What is the Point Where the Tangent Line is Vertical for x(t)=y(t)=t^2?

[andrewdavid]

I have x(t)=t(1-t) and y(t)=t(1-t^2). As t goes from 0 to 1 in forms a loop and I need to know the point where the tangent line is vertical. I know this must be easy but I'm clueless right now. Any help?

 

[dextercioby]

U need the derivative in that point to be infinite.That is the slope must be infinite...

$$\frac{dy}{dx}=\frac{\frac{dy}{dt}}{\frac{dx}{dt}}$$


Daniel.

 

[Jameson]

So basically you need to set $$\frac{dx}{dt}$$ equal to zero.

Jameson

 

[Data]

solving $dx/dt=0$ is not quite enough in general. Dexter's method is fine.

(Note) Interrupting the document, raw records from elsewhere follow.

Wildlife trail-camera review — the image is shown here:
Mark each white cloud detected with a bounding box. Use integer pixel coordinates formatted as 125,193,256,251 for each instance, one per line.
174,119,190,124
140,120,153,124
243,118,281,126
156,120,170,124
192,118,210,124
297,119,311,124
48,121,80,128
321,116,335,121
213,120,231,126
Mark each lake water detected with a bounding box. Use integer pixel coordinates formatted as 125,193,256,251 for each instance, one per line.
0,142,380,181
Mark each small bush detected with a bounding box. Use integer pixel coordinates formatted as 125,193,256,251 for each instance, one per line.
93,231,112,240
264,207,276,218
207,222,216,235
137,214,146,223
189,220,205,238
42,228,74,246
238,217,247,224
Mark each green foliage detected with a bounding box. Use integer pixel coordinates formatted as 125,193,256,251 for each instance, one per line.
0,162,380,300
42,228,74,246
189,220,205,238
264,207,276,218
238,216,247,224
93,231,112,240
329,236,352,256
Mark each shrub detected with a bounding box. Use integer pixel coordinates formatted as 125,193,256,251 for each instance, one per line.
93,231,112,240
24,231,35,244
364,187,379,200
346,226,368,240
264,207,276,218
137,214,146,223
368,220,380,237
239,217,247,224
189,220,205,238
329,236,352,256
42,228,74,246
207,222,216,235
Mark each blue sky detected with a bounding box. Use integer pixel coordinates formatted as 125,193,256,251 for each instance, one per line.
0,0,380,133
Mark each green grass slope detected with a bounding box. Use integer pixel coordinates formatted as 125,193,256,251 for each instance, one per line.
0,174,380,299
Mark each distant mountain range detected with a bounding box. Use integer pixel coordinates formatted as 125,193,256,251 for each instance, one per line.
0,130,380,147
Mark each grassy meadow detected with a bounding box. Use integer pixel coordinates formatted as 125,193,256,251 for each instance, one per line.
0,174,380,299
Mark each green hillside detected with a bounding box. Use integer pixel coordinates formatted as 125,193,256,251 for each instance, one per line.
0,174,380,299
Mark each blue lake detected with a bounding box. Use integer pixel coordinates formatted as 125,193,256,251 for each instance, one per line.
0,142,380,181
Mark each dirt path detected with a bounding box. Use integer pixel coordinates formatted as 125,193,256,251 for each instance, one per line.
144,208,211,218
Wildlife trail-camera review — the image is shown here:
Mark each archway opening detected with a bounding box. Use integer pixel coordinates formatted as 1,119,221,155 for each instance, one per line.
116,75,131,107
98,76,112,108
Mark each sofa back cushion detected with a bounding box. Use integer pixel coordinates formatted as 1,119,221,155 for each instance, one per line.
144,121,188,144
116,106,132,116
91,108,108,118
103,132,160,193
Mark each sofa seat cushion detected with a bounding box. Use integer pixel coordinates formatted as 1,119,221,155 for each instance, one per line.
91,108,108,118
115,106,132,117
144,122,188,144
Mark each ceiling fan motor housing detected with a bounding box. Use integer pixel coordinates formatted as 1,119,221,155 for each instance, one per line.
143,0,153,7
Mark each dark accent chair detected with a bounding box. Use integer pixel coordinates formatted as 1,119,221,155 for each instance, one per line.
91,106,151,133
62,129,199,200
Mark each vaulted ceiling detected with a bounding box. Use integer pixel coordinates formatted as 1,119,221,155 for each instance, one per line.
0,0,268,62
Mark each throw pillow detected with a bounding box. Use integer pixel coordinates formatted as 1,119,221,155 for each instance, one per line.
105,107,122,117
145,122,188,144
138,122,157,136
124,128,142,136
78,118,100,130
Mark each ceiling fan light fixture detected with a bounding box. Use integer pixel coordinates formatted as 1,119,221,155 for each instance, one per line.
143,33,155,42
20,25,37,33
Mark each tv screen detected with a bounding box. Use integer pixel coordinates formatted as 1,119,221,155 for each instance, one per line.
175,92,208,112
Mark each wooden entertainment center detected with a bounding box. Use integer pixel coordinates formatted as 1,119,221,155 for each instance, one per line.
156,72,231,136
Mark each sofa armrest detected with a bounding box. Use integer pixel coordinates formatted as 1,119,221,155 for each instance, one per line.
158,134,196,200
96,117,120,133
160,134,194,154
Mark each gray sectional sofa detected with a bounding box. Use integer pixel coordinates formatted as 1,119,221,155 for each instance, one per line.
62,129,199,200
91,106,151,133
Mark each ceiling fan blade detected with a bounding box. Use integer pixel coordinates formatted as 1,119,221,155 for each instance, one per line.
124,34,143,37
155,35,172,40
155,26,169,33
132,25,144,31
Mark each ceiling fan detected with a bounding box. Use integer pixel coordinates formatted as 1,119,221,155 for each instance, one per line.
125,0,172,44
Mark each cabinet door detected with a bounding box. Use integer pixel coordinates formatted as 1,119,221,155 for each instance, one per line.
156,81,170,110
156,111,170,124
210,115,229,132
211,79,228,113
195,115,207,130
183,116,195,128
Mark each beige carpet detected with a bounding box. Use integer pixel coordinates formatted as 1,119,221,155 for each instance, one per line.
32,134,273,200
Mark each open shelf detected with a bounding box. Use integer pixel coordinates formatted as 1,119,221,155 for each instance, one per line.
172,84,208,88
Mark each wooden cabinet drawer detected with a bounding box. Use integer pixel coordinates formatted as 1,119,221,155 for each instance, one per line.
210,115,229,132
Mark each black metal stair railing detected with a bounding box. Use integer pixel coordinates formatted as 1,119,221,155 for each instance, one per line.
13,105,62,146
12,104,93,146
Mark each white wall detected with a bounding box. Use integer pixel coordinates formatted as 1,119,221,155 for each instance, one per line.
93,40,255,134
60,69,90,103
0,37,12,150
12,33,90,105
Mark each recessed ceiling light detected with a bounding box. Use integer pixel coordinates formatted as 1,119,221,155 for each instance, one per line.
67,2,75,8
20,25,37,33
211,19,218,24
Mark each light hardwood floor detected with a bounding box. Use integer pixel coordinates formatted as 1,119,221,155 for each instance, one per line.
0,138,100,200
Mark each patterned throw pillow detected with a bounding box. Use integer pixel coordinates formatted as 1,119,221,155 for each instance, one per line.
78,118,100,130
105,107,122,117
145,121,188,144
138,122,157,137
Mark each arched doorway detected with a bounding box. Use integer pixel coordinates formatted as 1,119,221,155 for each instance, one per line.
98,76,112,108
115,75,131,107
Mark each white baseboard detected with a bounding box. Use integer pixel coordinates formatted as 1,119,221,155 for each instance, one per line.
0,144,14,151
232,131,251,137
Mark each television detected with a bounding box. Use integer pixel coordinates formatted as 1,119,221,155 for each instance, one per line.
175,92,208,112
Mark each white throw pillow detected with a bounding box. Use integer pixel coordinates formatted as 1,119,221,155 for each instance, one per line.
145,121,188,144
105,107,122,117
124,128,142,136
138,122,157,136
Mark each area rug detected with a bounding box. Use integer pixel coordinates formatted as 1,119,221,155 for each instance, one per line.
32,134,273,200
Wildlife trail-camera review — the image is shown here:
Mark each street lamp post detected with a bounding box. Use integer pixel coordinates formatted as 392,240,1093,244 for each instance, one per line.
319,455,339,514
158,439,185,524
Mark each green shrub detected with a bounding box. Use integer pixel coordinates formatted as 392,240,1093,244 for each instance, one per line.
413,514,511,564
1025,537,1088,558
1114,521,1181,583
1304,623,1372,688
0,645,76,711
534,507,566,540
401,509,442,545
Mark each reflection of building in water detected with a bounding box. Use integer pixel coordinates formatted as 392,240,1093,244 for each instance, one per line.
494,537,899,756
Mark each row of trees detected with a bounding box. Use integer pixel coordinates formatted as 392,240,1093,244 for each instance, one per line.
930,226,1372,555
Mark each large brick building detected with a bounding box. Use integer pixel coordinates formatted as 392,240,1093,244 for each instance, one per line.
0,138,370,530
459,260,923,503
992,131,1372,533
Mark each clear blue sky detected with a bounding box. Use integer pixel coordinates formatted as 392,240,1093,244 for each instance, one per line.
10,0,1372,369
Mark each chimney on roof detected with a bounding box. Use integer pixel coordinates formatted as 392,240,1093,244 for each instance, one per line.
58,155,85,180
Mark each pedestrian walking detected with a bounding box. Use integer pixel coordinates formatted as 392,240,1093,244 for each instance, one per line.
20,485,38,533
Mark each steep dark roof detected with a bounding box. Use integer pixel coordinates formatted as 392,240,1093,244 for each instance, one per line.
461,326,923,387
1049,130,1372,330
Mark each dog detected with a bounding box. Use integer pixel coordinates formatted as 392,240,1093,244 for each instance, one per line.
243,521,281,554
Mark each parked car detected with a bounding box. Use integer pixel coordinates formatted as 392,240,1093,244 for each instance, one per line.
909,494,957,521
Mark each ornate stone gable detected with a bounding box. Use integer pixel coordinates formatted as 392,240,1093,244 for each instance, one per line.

Consider $x(t)=t, \ y(t)=t$.

 

[whozum]

Data: but x = t, and y = t doesn't have a vertical asymptote?

 

[dextercioby]

It was a counterexample to the statement of analyzing $\frac{dx}{dt}$ instead of $$\frac{\displaystyle{\frac{dy}{dt}}}{\displaystyle{\frac{dx}{dt}}}$$


Daniel.

 

[Jameson]

I still don't see how that's an example where simply setting dx/dt equal to zero will not yield the vertical asymptotes.

Jameson

 

[kleinwolf]

This was not, because if x(t)=t, dx/dt=1

However, if you take the dumb example : x(t)=y(t)=sin(t). Then obviously, y=x, so this is just the diagonal, so there are no vertical tangents.

However, there exist some t such that dx/dt=0...but this is precisely where dy/dt=0, so that both cancel...you can imagine example where this gives other value than 1...

In fact to solve the question why you have to look at (dy/dt)/(dy/dt)...it's because you could have dy/dt=infty and dx/dt finite...or other limits such as dx/dt->0, and dy/dt->0...(indefinite)...

 

[Data]

oops, yeah, i needed to use $x(t)=y(t)=t^2$!